27.  Regarding Order No. 1, the applicant was granted the prayer he wanted for DNA to be done on the children he doubts their paternity.  This cannot stop their maintenance in the interim as he has been providing for them for a period exceeding 12 months since their birth.  As regards custody, he does not claim custody of any of the children.  Concerning medical care the respondent has taken full responsibility through her medical cover.

28. Turning on purchase of clothes at Kshs. 1,000/- per month I do not find any basis upon which the honourable court pegged the amount at Kshs. 10,000/- per month for the ten (10) children.  I would however stay order No. 5 pending hearing and determination of the appeal.

29.  Turning to utilities, the court ordered equal sharing upon production of proof by way of receipts for the last six (6) months.  Obviously these are not the kind of utilities that can be suspended.

30.  As concerns food expenses also shared equally at Kshs. 18,000/- per month during school days and Kshs. 22,500/- during school holidays calculated at Kshs. 150/- per child per day, this is a matter to be deliberated extensively on appeal which must be expedited.  In the interim children must eat and I do not find it prudent to suspend the same especially when I do not have an affidavit of means for each party.

31.  I do not find any substantial loss to be suffered on the part of the applicant when actually all responsibilities have been shared equally between the two parents in fulfilment of Article 53(1)(e) of the Constitution.

32. Unless in the exceptional circumstances e.g sickness thus incapacitating a party from earning a living or unreasonably high or excessive amount ordered which is beyond the means of a party which the trial or appellate court should consider on its own merits, basic provision for a child should not be withdrawn or suspended.  The best interest of a child shall forever prevail as a matter of priority over and above anybody’s interest.

33.  In the circumstances of this case, the applicant has not discharged his burden of proof on a prima facie basis that he is likely to suffer substantial loss if stay orders are not granted.

34.  Regarding the appeal being rendered nugatory, the same is not correct.  The court will still determine on the quantum orders made and there is nothing to lose in paying school fees for one’s children or buying food.  The court will still determine whether the amount ordered is inordinate in the circumstances of this case.

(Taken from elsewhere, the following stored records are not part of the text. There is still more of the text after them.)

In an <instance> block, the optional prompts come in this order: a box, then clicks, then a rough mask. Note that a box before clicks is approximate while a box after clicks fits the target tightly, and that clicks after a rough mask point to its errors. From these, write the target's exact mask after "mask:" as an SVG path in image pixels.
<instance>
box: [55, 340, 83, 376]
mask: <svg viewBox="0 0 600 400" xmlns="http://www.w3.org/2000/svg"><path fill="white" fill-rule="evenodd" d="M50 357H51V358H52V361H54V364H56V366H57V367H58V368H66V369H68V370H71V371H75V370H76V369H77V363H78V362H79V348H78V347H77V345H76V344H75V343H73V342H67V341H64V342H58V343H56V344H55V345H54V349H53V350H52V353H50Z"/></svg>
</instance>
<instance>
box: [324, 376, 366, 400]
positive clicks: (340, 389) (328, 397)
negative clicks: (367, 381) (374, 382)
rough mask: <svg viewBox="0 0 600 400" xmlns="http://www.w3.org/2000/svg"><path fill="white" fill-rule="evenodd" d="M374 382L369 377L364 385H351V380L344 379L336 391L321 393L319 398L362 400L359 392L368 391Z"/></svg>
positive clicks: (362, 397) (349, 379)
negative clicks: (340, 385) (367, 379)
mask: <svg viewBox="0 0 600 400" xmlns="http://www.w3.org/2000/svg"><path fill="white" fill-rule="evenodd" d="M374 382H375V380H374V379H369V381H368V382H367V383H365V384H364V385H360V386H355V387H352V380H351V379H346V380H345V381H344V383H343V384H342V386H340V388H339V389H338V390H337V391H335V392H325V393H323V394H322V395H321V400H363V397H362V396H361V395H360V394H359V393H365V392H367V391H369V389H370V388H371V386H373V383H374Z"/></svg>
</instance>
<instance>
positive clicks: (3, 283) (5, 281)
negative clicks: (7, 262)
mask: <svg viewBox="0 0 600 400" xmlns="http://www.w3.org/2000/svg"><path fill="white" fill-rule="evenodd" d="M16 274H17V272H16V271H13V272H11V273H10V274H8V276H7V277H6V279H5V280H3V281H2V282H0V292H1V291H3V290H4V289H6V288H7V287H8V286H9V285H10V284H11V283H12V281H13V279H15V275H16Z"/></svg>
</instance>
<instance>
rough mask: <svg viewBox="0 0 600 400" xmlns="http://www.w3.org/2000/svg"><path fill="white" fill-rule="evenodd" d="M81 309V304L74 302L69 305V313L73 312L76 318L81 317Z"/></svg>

Children matters are unique in nature and before an appellate court interferes with the trial court’s orders, it must as well balance the interest of a child against that of a parent with priority given to the child.  By the very nature of these matters, stay orders in children matters are an exceptional rather than the rule.

35.  Accordingly, it is my conviction that the applicant has not met the threshold necessary for grant of stay orders and the application is dismissed with no order as to costs.  Parties to fix the hearing of the appeal on priority basis.

DATED, SIGNED and DELIVERED at NAIROBI this 6TH DAY OF FEBRUARY, 2020.